All known genetic associations were parsed using GRASP GWAS database87 (http://grasp.nhlbi.nih.gov) and NHGRI-EBI GWAS Catalogue88 (https://www.ebi.ac.uk/gwas/home). For each identified exome variant, 100 kb and 500 kb-flanking genomic regions were scanned for the presence of published immune-relevant GWAS markers (p-value = <10−7). Genes associated with known monogenic disorders were searched using OMIM database89 (http://www.omim.org/). The relevance of the phenotype to immunity was parsed based on the Associated Human Phenotype HPO classes using the HPO Browser90 (http://human-phenotype-ontology.github.io/tools.html).

Tissue-specific Expression and Gene Regulation Analyses

The differential expression of genes including tissue-specific and from eQTL profiling was analysed using aggregated public microarray and RNAseq data available at GTEx86 and MuTHER91. The TSS activity and gene enhancers were studied based on the FANTOM5 project CAGE data92,93, which contains about 900 tissue and cell specimens (http://fantom.gsc.riken.jp/5/). The regulatory enhancer elements and their tissue-specific activity were recovered from Roadmap Epigenomics data94 (http://www.roadmapepigenomics.org/). The differential expression data were extracted from the EMBL-EBI Expression Atlas95, (https://www.ebi.ac.uk/gxa/about.html) Only relevant differential expression results, involving immunity, inflammation, immune- or inflammatory-stimuli and cell activation, infections, cell exposure to bacteria or bacterial components. The adjusted p-value threshold was selected as <0.05 and the absolute value of log2 fold-change as > = 2.5.

Gene and Protein Network Analyses

Gene-gene pairwise networks were constructed using two main data sources: gene co-expression data and protein-protein interactions. Gene pairs detected in two or more of the co-expression data sets were selected and included in the network analysis. Protein pairs detected in two or more sources were also included in the network analysis (See Supplemental data). Combined co-expression and protein-protein pairwise interactions were searched for direct pairs between query genes or indirect, through gene/protein partner (only one node between query genes allowed). Family-specific sub-networks were also constructed. Tissue-specific gene relations were extracted from the GIANT database37 (http://giant.princeton.edu/; See Supplemental data).
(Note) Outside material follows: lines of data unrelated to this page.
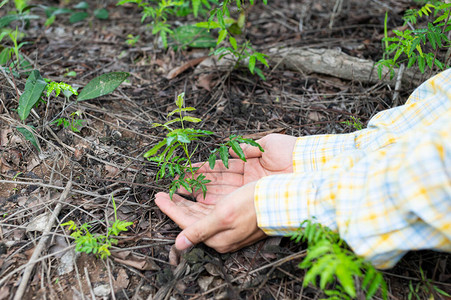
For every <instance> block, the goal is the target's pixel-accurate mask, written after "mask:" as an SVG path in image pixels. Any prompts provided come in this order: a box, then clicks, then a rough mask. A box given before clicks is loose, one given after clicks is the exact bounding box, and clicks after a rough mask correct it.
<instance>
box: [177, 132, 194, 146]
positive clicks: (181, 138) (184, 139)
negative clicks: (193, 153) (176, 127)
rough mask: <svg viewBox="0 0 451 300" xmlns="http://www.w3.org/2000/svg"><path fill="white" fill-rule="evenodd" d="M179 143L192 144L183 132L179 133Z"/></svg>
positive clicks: (177, 134)
mask: <svg viewBox="0 0 451 300" xmlns="http://www.w3.org/2000/svg"><path fill="white" fill-rule="evenodd" d="M177 141H179V142H180V143H183V144H189V143H191V140H190V138H189V137H188V135H187V134H186V133H183V132H180V133H177Z"/></svg>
Gene Functional Enrichment Analysis

A functional enrichment analysis was performed using TOPPGENE Suite42 (https://toppgene.cchmc.org) and GeneTrail241 (http://genetrail2.bioinf.uni-sb.de/) Genomics tool. The significantly enriched GO categories were visualized using REVIGO96 (http://revigo.irb.hr/).

Data availability

In adherence with the confidentiality requirements by The National Bioethics Committee (NBC) of Iceland, individual sequences or genotype data cannot be publicly shared. All summary data generated or analyzed during this study are included in the article and its Supplementary Information files.